Wednesday, October 26, 2011
White Birch Celebrates Three More Apprentice Program Graduates
White Birch Brewing is back at the Ancient Fire Wine Blog. It might seem a bit slanted for White Birch to have shown up a half dozen times in my blog just in the last year, but what can I say? The beer is good and the people who have embraced White Birch are fun to be around.
Last Friday night Margot and I headed over to the new space White Birch recently moved into for an open house to celebrate the graduation of three more apprentices. The Apprentice Program at White Birch is one of the most unique (I know it isn’t a new idea, but for our times…) ideas to help spread the love of a craft to others whilst training people for future employment and grow your own business all at the same time.
The most exciting part of the program for consumers is that each apprentice gets to pick a beer to brew at White Birch that becomes “their” beer. Once that beer makes its way to the tasting room we get to meet the creator and enjoy their beer at an open house along with lots of other White Birch enthusiasts. Being able to meet three such people, and try their beers, in one night was a true joy.
Margot and I also ran into several Brew Free or Die (BFD) homebrew club members at the event, fermenting our choice to join up so we could hang with people with similar interests. Bill Herlicka, the founder of White Birch, has been a long time member of BFD and is a stellar example of where you can take such a passion. Beer really is that cool!
First up was a blind tasting of beers only named “B” or “O”. Margot and I preferred “B” which we found fruitier and maltier. I still don’t know exactly what was going on here, but I bet it won’t be long before White Birch fans find out.
The first apprentice was David Sakolsky with his creation, Deviant Monk. Dave described the beer as a Belgian Strong Dark Ale brewed with spices and aged on Tempranillo soaked oak. What, what, what!?!?!
I had to ask why and how this brew came to be. Dave went on to explain that this was a recipe he had been working with as a home brewer for some time, and with his experiences at White Birch he was able to create a batch that made all of his effort come full circle.

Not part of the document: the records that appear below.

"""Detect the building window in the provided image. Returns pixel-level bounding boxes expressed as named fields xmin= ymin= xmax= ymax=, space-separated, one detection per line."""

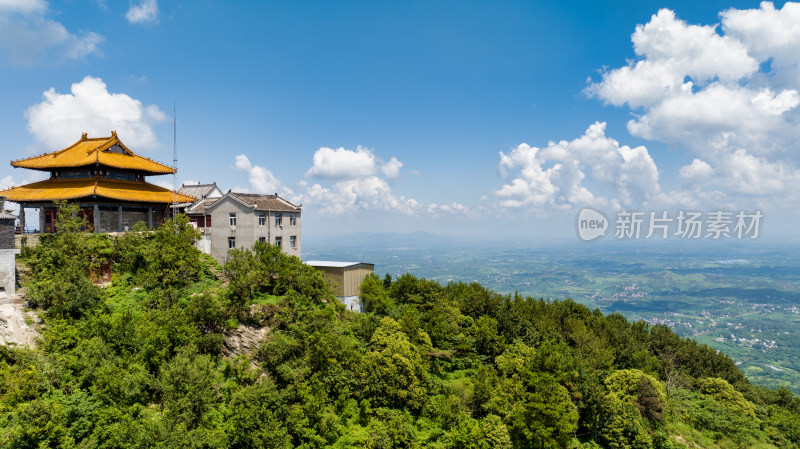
xmin=228 ymin=237 xmax=236 ymax=248
xmin=258 ymin=213 xmax=266 ymax=226
xmin=205 ymin=215 xmax=211 ymax=227
xmin=258 ymin=236 xmax=266 ymax=243
xmin=229 ymin=213 xmax=237 ymax=226
xmin=290 ymin=235 xmax=297 ymax=249
xmin=275 ymin=236 xmax=282 ymax=247
xmin=290 ymin=214 xmax=297 ymax=226
xmin=275 ymin=213 xmax=283 ymax=227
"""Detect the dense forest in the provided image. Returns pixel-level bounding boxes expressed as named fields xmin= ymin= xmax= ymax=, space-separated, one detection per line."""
xmin=1 ymin=203 xmax=800 ymax=448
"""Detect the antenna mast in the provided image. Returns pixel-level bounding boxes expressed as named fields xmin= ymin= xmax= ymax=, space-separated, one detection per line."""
xmin=171 ymin=101 xmax=178 ymax=222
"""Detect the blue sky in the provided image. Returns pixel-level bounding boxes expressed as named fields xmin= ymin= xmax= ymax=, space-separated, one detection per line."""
xmin=1 ymin=0 xmax=799 ymax=241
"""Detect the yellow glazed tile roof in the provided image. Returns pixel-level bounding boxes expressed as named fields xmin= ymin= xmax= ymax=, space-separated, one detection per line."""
xmin=11 ymin=132 xmax=175 ymax=175
xmin=0 ymin=178 xmax=195 ymax=204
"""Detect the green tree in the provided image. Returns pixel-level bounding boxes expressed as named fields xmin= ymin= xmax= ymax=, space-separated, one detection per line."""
xmin=227 ymin=381 xmax=292 ymax=449
xmin=604 ymin=369 xmax=666 ymax=423
xmin=696 ymin=377 xmax=756 ymax=419
xmin=224 ymin=240 xmax=336 ymax=310
xmin=115 ymin=214 xmax=203 ymax=306
xmin=486 ymin=343 xmax=579 ymax=449
xmin=157 ymin=346 xmax=221 ymax=429
xmin=360 ymin=274 xmax=394 ymax=315
xmin=24 ymin=201 xmax=106 ymax=318
xmin=597 ymin=393 xmax=653 ymax=449
xmin=361 ymin=317 xmax=428 ymax=410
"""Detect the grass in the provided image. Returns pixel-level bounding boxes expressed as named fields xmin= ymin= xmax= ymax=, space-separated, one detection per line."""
xmin=253 ymin=293 xmax=286 ymax=306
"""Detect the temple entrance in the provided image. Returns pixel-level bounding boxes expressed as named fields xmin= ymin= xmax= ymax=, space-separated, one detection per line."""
xmin=43 ymin=207 xmax=94 ymax=232
xmin=43 ymin=208 xmax=56 ymax=233
xmin=79 ymin=209 xmax=94 ymax=232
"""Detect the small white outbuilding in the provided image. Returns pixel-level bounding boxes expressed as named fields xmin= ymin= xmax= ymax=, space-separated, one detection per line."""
xmin=305 ymin=261 xmax=374 ymax=312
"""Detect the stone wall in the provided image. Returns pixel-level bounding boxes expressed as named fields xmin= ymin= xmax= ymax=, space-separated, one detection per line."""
xmin=15 ymin=234 xmax=39 ymax=250
xmin=0 ymin=218 xmax=14 ymax=250
xmin=97 ymin=209 xmax=150 ymax=233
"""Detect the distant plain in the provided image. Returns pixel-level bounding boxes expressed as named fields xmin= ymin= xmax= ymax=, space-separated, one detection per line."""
xmin=305 ymin=233 xmax=800 ymax=392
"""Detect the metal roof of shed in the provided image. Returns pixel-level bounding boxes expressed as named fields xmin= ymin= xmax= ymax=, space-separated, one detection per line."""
xmin=305 ymin=261 xmax=372 ymax=268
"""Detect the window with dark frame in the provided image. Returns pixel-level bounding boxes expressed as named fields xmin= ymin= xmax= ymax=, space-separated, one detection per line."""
xmin=229 ymin=213 xmax=236 ymax=226
xmin=228 ymin=237 xmax=235 ymax=248
xmin=258 ymin=236 xmax=266 ymax=243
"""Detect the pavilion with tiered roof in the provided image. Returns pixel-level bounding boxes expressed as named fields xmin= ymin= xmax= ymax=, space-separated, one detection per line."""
xmin=0 ymin=131 xmax=195 ymax=233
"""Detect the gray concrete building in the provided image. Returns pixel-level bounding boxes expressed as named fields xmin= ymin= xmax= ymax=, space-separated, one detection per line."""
xmin=0 ymin=197 xmax=18 ymax=294
xmin=204 ymin=192 xmax=301 ymax=264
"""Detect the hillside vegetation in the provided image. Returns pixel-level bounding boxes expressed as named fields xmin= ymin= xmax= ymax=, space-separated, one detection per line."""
xmin=1 ymin=203 xmax=799 ymax=448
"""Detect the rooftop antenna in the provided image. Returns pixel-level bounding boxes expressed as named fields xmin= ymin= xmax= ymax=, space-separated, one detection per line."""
xmin=171 ymin=100 xmax=178 ymax=225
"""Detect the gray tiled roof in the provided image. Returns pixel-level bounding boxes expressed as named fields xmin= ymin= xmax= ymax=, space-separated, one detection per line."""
xmin=185 ymin=197 xmax=219 ymax=214
xmin=231 ymin=192 xmax=301 ymax=212
xmin=179 ymin=183 xmax=218 ymax=200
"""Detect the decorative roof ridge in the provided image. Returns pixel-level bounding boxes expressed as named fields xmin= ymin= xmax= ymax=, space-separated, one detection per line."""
xmin=10 ymin=132 xmax=176 ymax=174
xmin=226 ymin=191 xmax=301 ymax=210
xmin=62 ymin=133 xmax=118 ymax=157
xmin=232 ymin=191 xmax=278 ymax=199
xmin=10 ymin=133 xmax=118 ymax=165
xmin=182 ymin=182 xmax=217 ymax=187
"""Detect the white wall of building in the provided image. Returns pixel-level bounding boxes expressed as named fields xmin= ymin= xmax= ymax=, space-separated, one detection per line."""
xmin=206 ymin=197 xmax=301 ymax=264
xmin=0 ymin=249 xmax=17 ymax=294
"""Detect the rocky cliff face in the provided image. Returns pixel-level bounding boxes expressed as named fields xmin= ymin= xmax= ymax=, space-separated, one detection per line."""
xmin=221 ymin=324 xmax=269 ymax=359
xmin=0 ymin=292 xmax=39 ymax=348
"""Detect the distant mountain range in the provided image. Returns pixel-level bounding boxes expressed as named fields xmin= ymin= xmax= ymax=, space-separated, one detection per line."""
xmin=303 ymin=231 xmax=470 ymax=249
xmin=303 ymin=231 xmax=592 ymax=250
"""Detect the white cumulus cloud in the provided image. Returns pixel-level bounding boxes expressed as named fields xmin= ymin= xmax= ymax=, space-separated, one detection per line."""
xmin=587 ymin=2 xmax=800 ymax=207
xmin=306 ymin=146 xmax=377 ymax=179
xmin=26 ymin=76 xmax=167 ymax=150
xmin=381 ymin=157 xmax=403 ymax=180
xmin=721 ymin=2 xmax=800 ymax=88
xmin=0 ymin=0 xmax=103 ymax=66
xmin=427 ymin=202 xmax=470 ymax=216
xmin=0 ymin=0 xmax=47 ymax=14
xmin=233 ymin=154 xmax=298 ymax=202
xmin=235 ymin=149 xmax=419 ymax=215
xmin=0 ymin=174 xmax=16 ymax=190
xmin=305 ymin=145 xmax=405 ymax=180
xmin=126 ymin=0 xmax=158 ymax=24
xmin=494 ymin=122 xmax=666 ymax=211
xmin=305 ymin=176 xmax=419 ymax=215
xmin=0 ymin=171 xmax=48 ymax=191
xmin=679 ymin=159 xmax=714 ymax=179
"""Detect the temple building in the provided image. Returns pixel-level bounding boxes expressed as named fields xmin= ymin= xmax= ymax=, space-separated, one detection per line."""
xmin=0 ymin=132 xmax=195 ymax=233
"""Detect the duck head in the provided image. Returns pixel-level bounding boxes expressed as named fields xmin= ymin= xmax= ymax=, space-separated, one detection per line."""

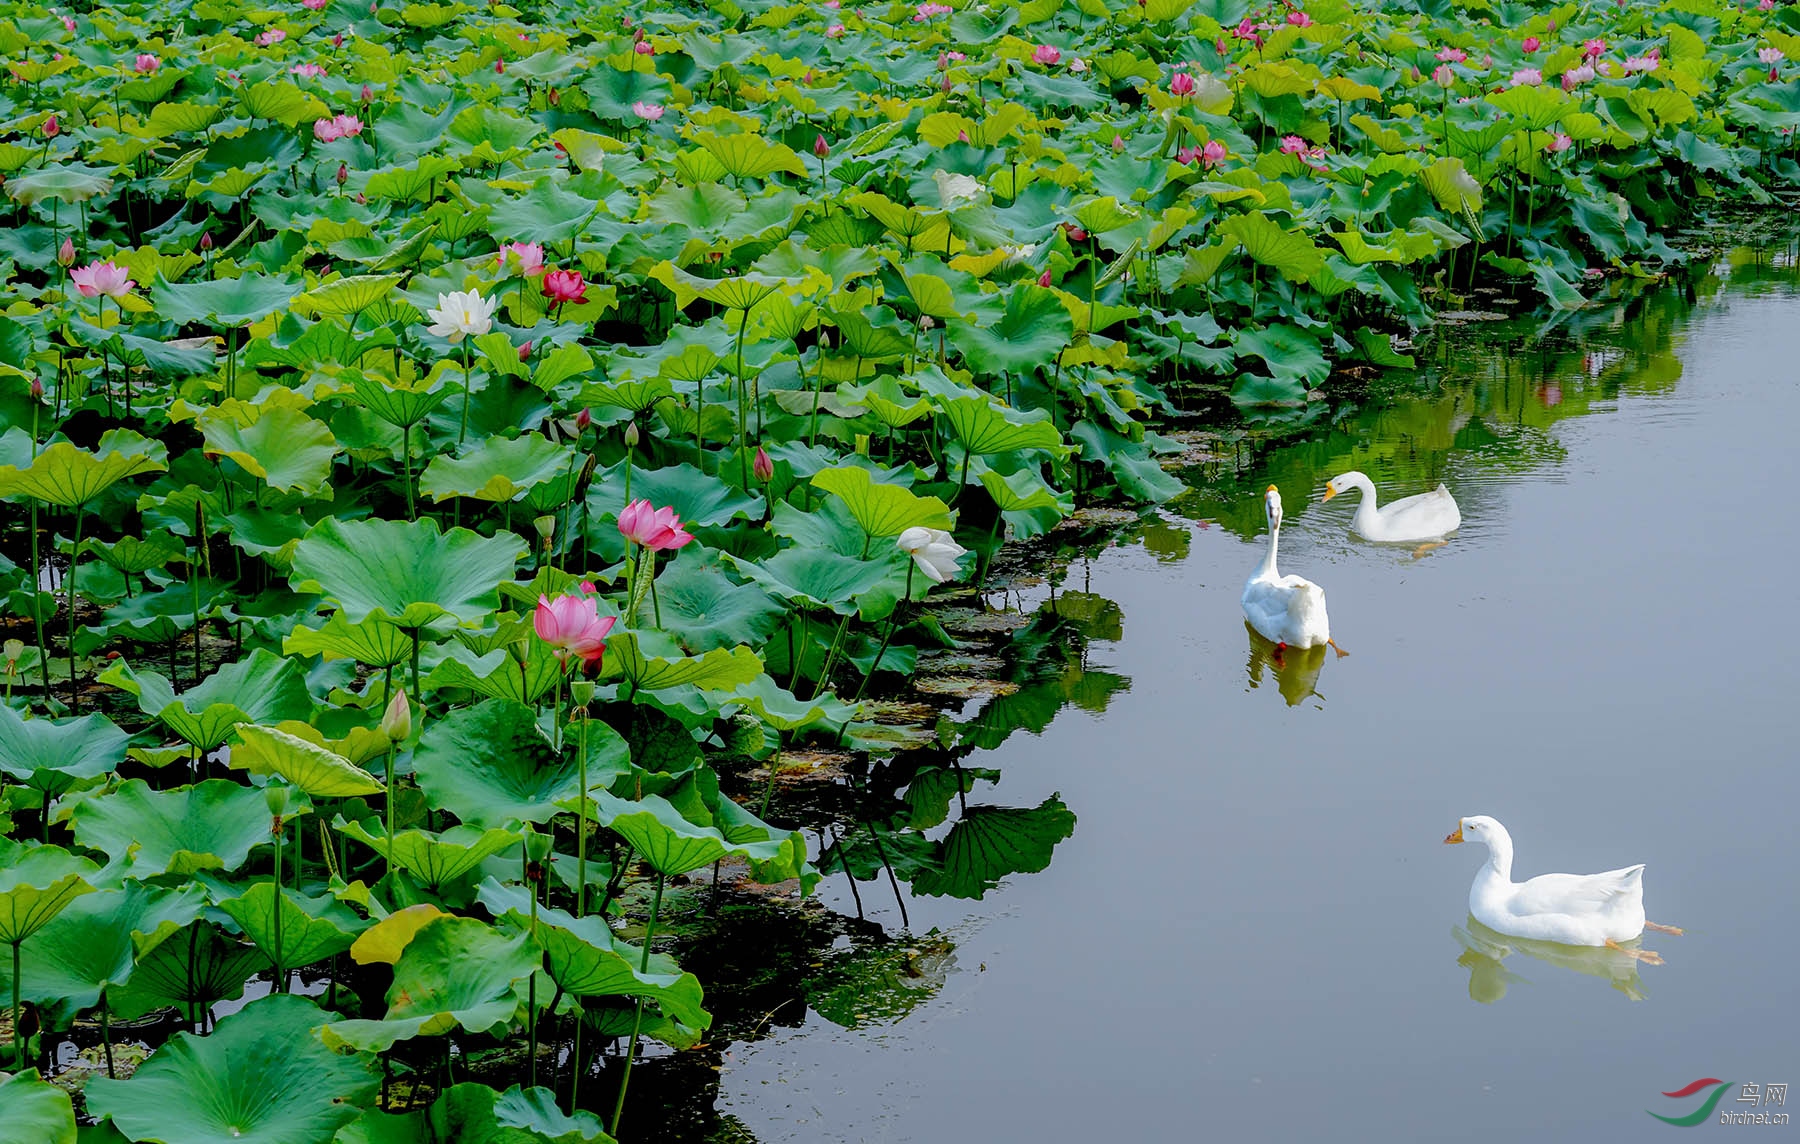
xmin=1445 ymin=815 xmax=1506 ymax=846
xmin=1263 ymin=484 xmax=1283 ymax=530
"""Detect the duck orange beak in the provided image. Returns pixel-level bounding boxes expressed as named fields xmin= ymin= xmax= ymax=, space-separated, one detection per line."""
xmin=1322 ymin=484 xmax=1338 ymax=502
xmin=1443 ymin=825 xmax=1464 ymax=844
xmin=1265 ymin=484 xmax=1278 ymax=494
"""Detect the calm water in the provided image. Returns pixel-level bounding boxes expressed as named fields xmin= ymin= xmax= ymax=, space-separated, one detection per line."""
xmin=717 ymin=251 xmax=1800 ymax=1141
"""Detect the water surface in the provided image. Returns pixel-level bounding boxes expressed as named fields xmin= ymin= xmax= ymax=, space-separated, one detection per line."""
xmin=718 ymin=250 xmax=1800 ymax=1141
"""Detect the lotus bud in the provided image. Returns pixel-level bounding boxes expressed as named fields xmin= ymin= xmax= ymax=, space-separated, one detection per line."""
xmin=523 ymin=824 xmax=554 ymax=862
xmin=42 ymin=116 xmax=59 ymax=139
xmin=753 ymin=444 xmax=773 ymax=482
xmin=1038 ymin=269 xmax=1052 ymax=287
xmin=380 ymin=687 xmax=411 ymax=742
xmin=814 ymin=133 xmax=830 ymax=159
xmin=938 ymin=51 xmax=949 ymax=70
xmin=548 ymin=87 xmax=560 ymax=105
xmin=495 ymin=57 xmax=505 ymax=73
xmin=634 ymin=40 xmax=652 ymax=54
xmin=360 ymin=82 xmax=373 ymax=104
xmin=817 ymin=330 xmax=831 ymax=350
xmin=518 ymin=340 xmax=533 ymax=361
xmin=30 ymin=376 xmax=44 ymax=400
xmin=336 ymin=162 xmax=348 ymax=186
xmin=199 ymin=231 xmax=213 ymax=252
xmin=1112 ymin=134 xmax=1125 ymax=153
xmin=941 ymin=73 xmax=952 ymax=92
xmin=533 ymin=514 xmax=557 ymax=548
xmin=56 ymin=238 xmax=75 ymax=267
xmin=575 ymin=407 xmax=592 ymax=430
xmin=623 ymin=421 xmax=640 ymax=448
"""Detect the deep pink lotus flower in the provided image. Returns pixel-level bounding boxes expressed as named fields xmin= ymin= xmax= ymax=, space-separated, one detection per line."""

One of Dave’s friends was chilling to the left of the table and he confirmed that being friends with Dave means that you get to try some pretty awesome homebrewed beer.
Margot and I found the beer to be sweet, malty with obvious spices, hints of wood aging and just a bit of wine character. This is a big beer, 10% ABV, and presents enough nuance that my tendency would be to serve it is an aperitif or with dessert in a formal pairing setting. I’d drink a whole glass of this, or a bomber, just because I could, but for me it isn’t an all night drinker. I am suspecting most other folks would feel the same way.
Way to go Dave!
Next up was Christian Weber with his Colonial Ale. I asked Christian what had him looking to the Colonial era for beer inspiration. He explained that coming to school in New England from elsewhere exposed him to people who were very proud of their heritage and history, and that stuck with him. To him the Colonial Ale brewed with molasses, which was common in that era, and aged on local cedar embraces the history and tradition in the region.
The beer is rich, and was served (at least to us) warm enough that it expose a full palate of malt, spice and wood in both the nose and mouth. The touch of Brett did add a bit of funk and character to the beer to make it stand out.
Christian, thanks for your spin on New England beer!
The last beer we reached as we worked around the room was the Eorna Ceol Ale brewed by Justin Umlah. This beer is Justin’s take on a Scottish Wee Heavy Ale, a beer style I don’t have experience with, making this tasting that much more exciting.
I again asked Justin about the motivation. Scottish heritage and a love for the style of beer were the succinct reply. He is clearly very passionate and animated creating lots of laughs at the table while serving his beer and interacting with tasters.
Margot and I both found a wonderful perfumed nose of malt, smoke and earth to the beer, with a rich malty character in the mouth that is noticeably sweet. This beer was also served at cellar temperature (purposefully or not I don’t know) which really did help us pick up the aromatics it offered.
Many thanks to Justin for introducing us to a new style of beer!
There was a festive mood during the open house. I offer the Octoberfest girl in the following picture as evidence.
As we have said before, we strongly recommend beer lovers seek out White Birch products and/or plan a visit to the brewery so you can experience it for yourself.